Do any of the musculoskeletal challenges above interfere with your activities of daily living?

This variable documents if any of the musculoskeletal challenges above interfere with daily activities, such as transfers, walking, dressing, showers, and so on. and is recorded as No, not at all; Yes, a little; Yes, a lot. This variable requires the assessor to directly ask the individual with a spinal cord lesion the following question ‘Do any of the musculoskeletal challenges above interfere with your activities of daily living (transfers, walking, dressing, showers, and so on)?’ This variable captures the individual’s perceptions about the deleterious implications of any of the musculoskeletal challenges above on daily life.
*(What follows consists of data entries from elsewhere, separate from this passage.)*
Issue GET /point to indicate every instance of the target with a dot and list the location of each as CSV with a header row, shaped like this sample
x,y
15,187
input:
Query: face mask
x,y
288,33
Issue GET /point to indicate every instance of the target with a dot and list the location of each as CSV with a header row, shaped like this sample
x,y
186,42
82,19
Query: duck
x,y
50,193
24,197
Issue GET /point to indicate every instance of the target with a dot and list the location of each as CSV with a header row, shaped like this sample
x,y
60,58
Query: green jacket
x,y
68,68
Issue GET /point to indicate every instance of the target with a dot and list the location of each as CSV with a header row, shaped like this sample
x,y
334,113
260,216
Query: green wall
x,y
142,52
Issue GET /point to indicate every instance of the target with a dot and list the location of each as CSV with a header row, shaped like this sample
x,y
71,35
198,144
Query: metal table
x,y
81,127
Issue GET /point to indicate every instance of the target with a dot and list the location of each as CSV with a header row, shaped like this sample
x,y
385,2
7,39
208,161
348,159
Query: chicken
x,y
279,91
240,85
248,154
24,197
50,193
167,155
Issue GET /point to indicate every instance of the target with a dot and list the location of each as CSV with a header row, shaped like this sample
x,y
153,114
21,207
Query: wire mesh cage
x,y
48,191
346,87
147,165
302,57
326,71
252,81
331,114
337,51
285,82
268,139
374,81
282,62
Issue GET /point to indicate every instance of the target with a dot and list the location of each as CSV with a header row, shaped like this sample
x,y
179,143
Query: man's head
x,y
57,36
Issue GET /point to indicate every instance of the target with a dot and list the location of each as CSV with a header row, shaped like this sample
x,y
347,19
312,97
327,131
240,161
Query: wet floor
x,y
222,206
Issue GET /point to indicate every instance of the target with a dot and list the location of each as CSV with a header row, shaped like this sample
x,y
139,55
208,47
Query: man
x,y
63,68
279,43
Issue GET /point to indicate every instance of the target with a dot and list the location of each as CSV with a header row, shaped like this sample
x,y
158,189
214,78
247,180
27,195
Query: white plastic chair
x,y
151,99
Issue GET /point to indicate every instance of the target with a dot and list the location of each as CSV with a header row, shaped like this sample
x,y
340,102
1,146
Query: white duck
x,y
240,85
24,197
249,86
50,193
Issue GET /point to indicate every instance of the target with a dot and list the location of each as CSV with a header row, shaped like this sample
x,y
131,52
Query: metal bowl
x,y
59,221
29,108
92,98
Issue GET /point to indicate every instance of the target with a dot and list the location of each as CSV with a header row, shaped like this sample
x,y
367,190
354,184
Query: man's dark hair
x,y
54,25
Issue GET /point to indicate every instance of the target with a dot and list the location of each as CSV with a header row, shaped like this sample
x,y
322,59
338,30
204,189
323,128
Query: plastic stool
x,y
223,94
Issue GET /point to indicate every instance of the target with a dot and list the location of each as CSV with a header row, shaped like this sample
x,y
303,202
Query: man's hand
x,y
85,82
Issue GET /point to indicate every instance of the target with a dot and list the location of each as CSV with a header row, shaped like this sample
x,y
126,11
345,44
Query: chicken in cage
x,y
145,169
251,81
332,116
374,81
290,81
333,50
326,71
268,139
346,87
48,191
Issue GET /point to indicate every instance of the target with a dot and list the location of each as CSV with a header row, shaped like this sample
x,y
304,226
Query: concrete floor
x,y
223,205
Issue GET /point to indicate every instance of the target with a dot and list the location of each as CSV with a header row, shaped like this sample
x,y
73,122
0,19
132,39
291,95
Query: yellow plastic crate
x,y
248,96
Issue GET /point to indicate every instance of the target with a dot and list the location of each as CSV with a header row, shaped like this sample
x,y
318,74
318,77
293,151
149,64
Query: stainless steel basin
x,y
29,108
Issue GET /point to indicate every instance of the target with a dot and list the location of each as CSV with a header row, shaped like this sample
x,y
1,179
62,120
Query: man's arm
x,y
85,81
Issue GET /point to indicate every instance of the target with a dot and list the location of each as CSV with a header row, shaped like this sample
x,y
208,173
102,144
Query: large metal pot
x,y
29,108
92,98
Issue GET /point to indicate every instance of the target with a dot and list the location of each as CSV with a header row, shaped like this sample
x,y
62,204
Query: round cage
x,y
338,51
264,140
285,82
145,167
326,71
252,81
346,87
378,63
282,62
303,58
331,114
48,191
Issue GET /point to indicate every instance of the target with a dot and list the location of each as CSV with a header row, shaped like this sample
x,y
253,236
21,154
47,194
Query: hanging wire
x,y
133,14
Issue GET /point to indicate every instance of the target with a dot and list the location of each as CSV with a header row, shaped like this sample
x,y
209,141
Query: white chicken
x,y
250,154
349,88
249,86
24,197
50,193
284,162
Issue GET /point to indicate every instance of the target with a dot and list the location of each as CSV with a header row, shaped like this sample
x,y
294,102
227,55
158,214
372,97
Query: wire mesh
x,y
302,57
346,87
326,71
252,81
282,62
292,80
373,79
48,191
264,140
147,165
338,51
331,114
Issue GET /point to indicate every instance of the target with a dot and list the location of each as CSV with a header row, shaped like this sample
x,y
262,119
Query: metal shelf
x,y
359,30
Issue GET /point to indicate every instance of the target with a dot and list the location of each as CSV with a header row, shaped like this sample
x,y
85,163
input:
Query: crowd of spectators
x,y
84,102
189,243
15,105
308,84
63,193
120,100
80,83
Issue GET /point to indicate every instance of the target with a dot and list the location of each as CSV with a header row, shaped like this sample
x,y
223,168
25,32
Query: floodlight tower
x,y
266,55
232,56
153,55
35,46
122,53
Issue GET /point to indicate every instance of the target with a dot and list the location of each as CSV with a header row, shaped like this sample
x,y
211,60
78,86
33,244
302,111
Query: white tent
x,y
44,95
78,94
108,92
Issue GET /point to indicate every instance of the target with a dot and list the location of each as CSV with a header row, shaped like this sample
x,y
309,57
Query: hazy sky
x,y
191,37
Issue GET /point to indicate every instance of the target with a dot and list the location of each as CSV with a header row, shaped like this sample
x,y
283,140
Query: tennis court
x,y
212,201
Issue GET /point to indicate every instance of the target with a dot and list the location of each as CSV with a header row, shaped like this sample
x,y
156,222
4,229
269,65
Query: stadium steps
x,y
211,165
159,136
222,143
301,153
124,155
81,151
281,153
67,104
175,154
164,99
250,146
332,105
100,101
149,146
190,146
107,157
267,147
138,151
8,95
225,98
The perspective of the individual is important and this variable enables individuals to focus on the impact of musculoskeletal changes on activities relevant to them, whether it is due to spasticity,76 heterotopic ossification, contracture(s), neuromuscular or skeletal overuse, scoliosis68, 69 or other musculoskeletal problems.


The data collected in the International SCI Musculoskeletal Basic Data Set will be available in conjunction with the data in the International SCI Core Data Set, which among other items, includes information on date of birth and injury, gender, the cause of SCI and neurological status.9 To make this basic data set as useful as possible in a clinical setting, we have kept the number of items to a minimum. The working group believes that the items included cover the most clinically relevant information about possible musculoskeletal conditions in individuals with a spinal cord lesion. The working group recognizes that information in the International SCI Musculoskeletal Basic Data Set could be extended by other clinically important information, whenever appropriate.

To facilitate the use of the International SCI Data Sets, this International SCI Musculoskeletal Basic Data Set and its data collection (form included in the Appendix) have been developed in a similar format to the previous International SCI Basic Data Sets. Additional work and research is now required to validate and translate this data set into use. In this respect, it is additionally advised to adhere to the recommendations given by the Executive Committee for the International SCI Standards and Data Sets.77 The authors invite all those who are interested to participate in this open and ongoing process.